Search code examples
xmlperlxpathends-with

How to access a tag in xml that ends with specific text using ends-with


I have an example xml

<?xml version="1.0" ?>
<Details date="2022-02-09" ver="1">
<VerNum>/14</VerNum>
<Info>
 <model>S22</model>
 <branch name="city_1">
  <prevstock>10000</prevstock>
  <def>1</def>
 </branch>
 <branch name="city_2">
  <presstock>2000</presstock>
  <def>2</def>
 </branch>
 <branch name="city_3">
  <futstock>3000</futstock>
  <def>0.3</def>
 </branch>
</Info>
</Details>

I need to access the stock, tag name is not always consistent and I can't depend on position of node too, I do not understand the correct usage of XPath / ends-with function.

use warnings;
use strict;
use feature 'say';
use Data::Dumper;
use XML::LibXML;

my $file = "ex.xml";#// die "Usage: $0 filename\n";
my $parser = XML::LibXML->load_xml(location => $file);
my %branch_stock;
foreach my $sec ($parser->findnodes('/Details/Info')) { 
    for my $branch ($sec->findnodes('./branch')) {
        my $branch_name = $branch->getAttribute('name');
        my $stock_value = $branch->findnodes('*[ends-with(name(),"stock")]')->[0]->textContent;

        #say "$branch_name --> $stock_value";

        $branch_stock{$branch_name} = $stock_value;
    }   
}

say Dumper \%branch_stock;

This gives me error,

 error : xmlXPathCompOpEval: function ends-with not found
XPath error : Unregistered function
XPath error : Stack usage errror
 error : xmlXPathCompiledEval: 2 objects left on the stack.

Could anyone please help understand the problem and help overcome please ? Thanks a lot in advance.


Solution

  • That nice ends-with(), along with many other features, is in XPath2 (and later). In XML::LibXML we are limited to XPath 1.0, as the underlying libxml2 is.

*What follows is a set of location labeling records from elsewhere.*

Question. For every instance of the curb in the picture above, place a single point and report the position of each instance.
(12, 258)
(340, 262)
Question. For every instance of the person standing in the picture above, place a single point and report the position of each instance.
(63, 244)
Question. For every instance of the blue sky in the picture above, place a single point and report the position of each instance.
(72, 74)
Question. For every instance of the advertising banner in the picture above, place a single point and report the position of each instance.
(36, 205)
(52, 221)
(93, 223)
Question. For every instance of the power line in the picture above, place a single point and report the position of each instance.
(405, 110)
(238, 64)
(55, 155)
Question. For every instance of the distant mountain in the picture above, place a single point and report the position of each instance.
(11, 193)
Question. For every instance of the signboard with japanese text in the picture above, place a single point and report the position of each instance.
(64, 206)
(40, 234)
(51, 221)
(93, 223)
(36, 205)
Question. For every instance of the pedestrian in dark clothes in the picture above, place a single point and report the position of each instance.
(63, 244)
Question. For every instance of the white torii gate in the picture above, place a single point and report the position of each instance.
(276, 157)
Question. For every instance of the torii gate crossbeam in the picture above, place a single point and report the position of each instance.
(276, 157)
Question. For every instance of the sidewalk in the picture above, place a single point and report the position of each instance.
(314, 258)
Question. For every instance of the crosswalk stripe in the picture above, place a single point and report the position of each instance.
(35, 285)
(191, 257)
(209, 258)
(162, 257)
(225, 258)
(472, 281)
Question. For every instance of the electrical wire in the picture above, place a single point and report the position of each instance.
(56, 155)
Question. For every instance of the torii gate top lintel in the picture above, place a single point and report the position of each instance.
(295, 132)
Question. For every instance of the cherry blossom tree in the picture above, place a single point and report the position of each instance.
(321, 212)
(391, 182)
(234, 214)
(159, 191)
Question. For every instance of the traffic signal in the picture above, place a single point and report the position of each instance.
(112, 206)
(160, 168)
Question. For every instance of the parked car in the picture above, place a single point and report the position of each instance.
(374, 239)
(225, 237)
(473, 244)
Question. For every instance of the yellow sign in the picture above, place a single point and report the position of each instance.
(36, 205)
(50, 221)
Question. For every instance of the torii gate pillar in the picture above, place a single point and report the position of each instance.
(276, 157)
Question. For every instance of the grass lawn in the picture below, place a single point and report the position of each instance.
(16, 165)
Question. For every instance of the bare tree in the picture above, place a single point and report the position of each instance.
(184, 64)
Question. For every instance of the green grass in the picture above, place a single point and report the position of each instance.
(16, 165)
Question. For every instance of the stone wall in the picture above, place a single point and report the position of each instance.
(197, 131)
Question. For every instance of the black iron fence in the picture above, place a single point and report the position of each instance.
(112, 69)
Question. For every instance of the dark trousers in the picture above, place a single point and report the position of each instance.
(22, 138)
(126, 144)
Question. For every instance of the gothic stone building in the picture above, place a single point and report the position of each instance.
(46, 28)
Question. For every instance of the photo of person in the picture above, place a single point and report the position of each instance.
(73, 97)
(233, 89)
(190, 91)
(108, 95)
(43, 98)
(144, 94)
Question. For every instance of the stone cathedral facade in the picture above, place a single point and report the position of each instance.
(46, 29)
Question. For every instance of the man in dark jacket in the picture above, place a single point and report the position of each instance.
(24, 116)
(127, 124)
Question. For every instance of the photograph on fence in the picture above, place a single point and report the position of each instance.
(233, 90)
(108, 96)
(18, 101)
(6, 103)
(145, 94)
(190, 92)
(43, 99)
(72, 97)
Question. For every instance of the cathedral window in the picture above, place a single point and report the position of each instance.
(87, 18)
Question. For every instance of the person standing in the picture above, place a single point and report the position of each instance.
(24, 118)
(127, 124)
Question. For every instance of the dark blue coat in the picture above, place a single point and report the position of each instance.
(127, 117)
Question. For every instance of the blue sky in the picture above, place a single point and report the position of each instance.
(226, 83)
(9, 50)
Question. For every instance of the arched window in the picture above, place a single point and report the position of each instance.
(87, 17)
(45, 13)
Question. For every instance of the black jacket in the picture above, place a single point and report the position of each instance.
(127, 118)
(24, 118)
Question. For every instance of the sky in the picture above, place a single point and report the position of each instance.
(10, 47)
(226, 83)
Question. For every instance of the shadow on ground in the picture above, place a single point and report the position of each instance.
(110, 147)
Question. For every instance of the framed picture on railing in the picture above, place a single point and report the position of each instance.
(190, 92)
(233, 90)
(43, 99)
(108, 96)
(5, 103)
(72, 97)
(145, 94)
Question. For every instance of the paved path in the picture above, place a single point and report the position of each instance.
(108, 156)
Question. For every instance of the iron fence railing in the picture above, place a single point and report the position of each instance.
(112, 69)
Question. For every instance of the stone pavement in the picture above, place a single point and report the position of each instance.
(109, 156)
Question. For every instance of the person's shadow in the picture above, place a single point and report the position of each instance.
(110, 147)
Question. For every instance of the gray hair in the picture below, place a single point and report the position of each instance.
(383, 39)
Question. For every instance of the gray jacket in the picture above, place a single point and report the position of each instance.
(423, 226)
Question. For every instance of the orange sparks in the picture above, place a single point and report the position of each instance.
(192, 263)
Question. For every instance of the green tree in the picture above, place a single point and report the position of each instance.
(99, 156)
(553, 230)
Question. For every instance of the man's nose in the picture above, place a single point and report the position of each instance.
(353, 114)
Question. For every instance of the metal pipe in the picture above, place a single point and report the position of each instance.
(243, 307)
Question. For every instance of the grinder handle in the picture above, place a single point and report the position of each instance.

    One workable function for querying by partial text is contains

    use warnings;
    use strict;
    use feature 'say';
    
    use Data::Dumper;
    use XML::LibXML;
    
    my $file = shift // die "Usage: $0 file\n";
    
    my $parser = XML::LibXML->load_xml(location => $file);
    
    my %branch_stock;
    for my $sec ($parser->findnodes('/Details/Info')) { 
        for my $branch ($sec->findnodes('./branch')) {
            my $branch_name = $branch->getAttribute('name');
    
            for my $stock ($branch->findnodes('*[contains(name(),"stock")]')) {
                say "$branch_name --> $stock";
                $branch_stock{$branch_name} = $stock->textContent;
    
                # No "ends-with" in XPath1, what we have here
                # $branch->findnodes('*[ends-with(name(),"stock")]')
            }
        }   
    }
    print Dumper \%branch_stock;
    

    This prints

    city_1 --> <prevstock>10000</prevstock>
    city_2 --> <presstock>2000</presstock>
    city_3 --> <futstock>3000</futstock>
    $VAR1 = {
              'city_3' => '3000',
              'city_1' => '10000',
              'city_2' => '2000'
            };
    

    A word on sources and documentation, which I find not so easy for XPath.

    There is an overview in perl-libxml-by-example. While XPath 1.0 lacks powerful features of later versions, it does have a scoop of functions. One can also create custom functions using Perl API for that. The library, XML::LibXML, uses XML::LibXML::XPathContext.


    If there is indeed one stock under each branch, clearly expected here, we don't need a loop but can pick the "first" (only) element

    for my $sec ($parser->findnodes('/Details/Info')) { 
        for my $branch ($sec->findnodes('./branch')) {
            my $branch_name = $branch->getAttribute('name');
    
            my $stock = $branch->findnodes('*[contains(name(),"stock")]')->[0];
            say "$branch_name --> $stock";
            $branch_stock{$branch_name} = $stock->textContent;
         }
    }
    

    And there is a shortcut for that, findvalue

    for my $sec ($parser->findnodes('/Details/Info')) { 
        for my $branch ($sec->findnodes('./branch')) {
            my $branch_name = $branch->getAttribute('name');
    
            my $stock_value = $branch->findvalue('*[contains(name(),"stock")]');
            $branch_stock{$branch_name} = $stock_value;
         }
    }